The company’s EQXO-2000BM range of oscillators offers full MIL screening when required and provides frequencies from 30kHz to 70MHz with frequency stability of ±100ppm or ±50ppm over the full military temperature range. Gaia Converter, a manufacturer of modular power components, released a new family of configurable integrated power supplies. The company’s GPACK device is able to deliver up to 800W without a fan in 24 – 28 VDC avionic, aerospace, military and missile applications. Diamond Microwave, a specialist in high performance microwave power amplifiers, announced the launch of ultra-compact high power solid state power amplifiers in the X-Band and Ku-Band, which are ideal for defence, aerospace and communications applications. The company advises, these solid-state power amplifiers are based on GaN devices, and offer state-of-the-art pulsed power performance coupled with a power-to-volume ratio. The designs are flexible in layout and architecture, and are fully customisable to meet individual specifications for electrical, mechanical and environmental parameters. Amplifiers with pulsed power outputs in excess of 1kW, and with multi-octave bandwidths, are also under development.
Link Microtek demonstrated its recently enhanced Azdec infra-red mobile communications system with the introduction of a new battle-helmet headset that offers active noise reduction. This headset is designed to ensure clear audio communication is maintained, offering secure short-range voice communication using infra-red signals. Linear Technology launched its LTM4624, a 14V, 4A step-down µModule (micromodule) regulator. This device includes the DC/DC controller, power switches, inductor and compensation in a single package. Only two external ceramic capacitors (1206 case size) and a resistor (0603 or smaller case size) are required for operation. The device operates from a 4V to 14V input supply, delivering a regulated output adjustable between 0.6V to 5.5V.

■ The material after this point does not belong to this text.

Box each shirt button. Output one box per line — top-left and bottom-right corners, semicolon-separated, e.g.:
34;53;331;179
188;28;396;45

Above all, electronics provide capabilities that are critical to defence requirements and the effectiveness and severity of weapons systems are increasingly dependent upon the electronics subsystems they employ. To ensure proper equipment that can handle the demands of the Mil/Aero and defence industry a high performance and innovative industry is essential. The UK electronic component industry is proving its capabilities in these fields, delivering high-tech ¬performance and in many cases providing the soldiers with the tools needed to fulfill their duties. As with many other applications, it is also all about partnerships and finding the right company with the right solution to handle the highly sensitive and demanding nature of the industry.